Object Matching for Information Integration: A Profiler-Based Approach

Doan, AnHai; Lu, Ying; Lee, Yoonkyong; Han, Jiawei
Doan, A
Lu, Y
Lee, Y
Han, J
Proceedings of the IJCAI-03 Workshop on Information Integration on the Web
Citations range: 
50 - 99

Object matching is a fundamental problem that arises in numerous
information integration scenarios. Virtually all existing
solutions to this problem have assumed that the objects
to be matched share the same set of attributes, and that
they can be matched by comparing the similarities of the attributes.
We consider the more general problem where the objects
can also have disjoint attributes, such as matching tuples
that come from relational tables with schemas (age,name)
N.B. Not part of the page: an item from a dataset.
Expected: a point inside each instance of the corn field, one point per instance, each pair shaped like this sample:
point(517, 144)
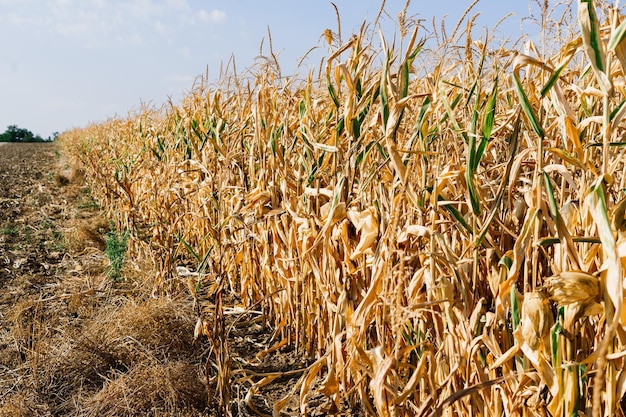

and (name,salary), respectively.
We describe PROM, a solution that also exploits the disjoint
attributes to improve matching accuracy. In the above example,
PROM begins by matching any two given tuples based
on the shared attribute name. Then it applies a set of profilers,
each of which contains some knowledge about what
constitutes a typical person. The profilers examine the tuple
pair to see if it can plausibly make up a person. For example,
a profiler may state that because the age is 6 and the salary
is $100000, the tuples do not make up a person and thus do
not match. Profilers can be manually specified by domain
experts, learned from training data, transferred from other
matching tasks, or constructed from external data. Thus, the
PROM approach is distinguished in that it not only can exploit
disjoint attributes to improve matching accuracy, but can
also reuse knowledge from previous object matching tasks.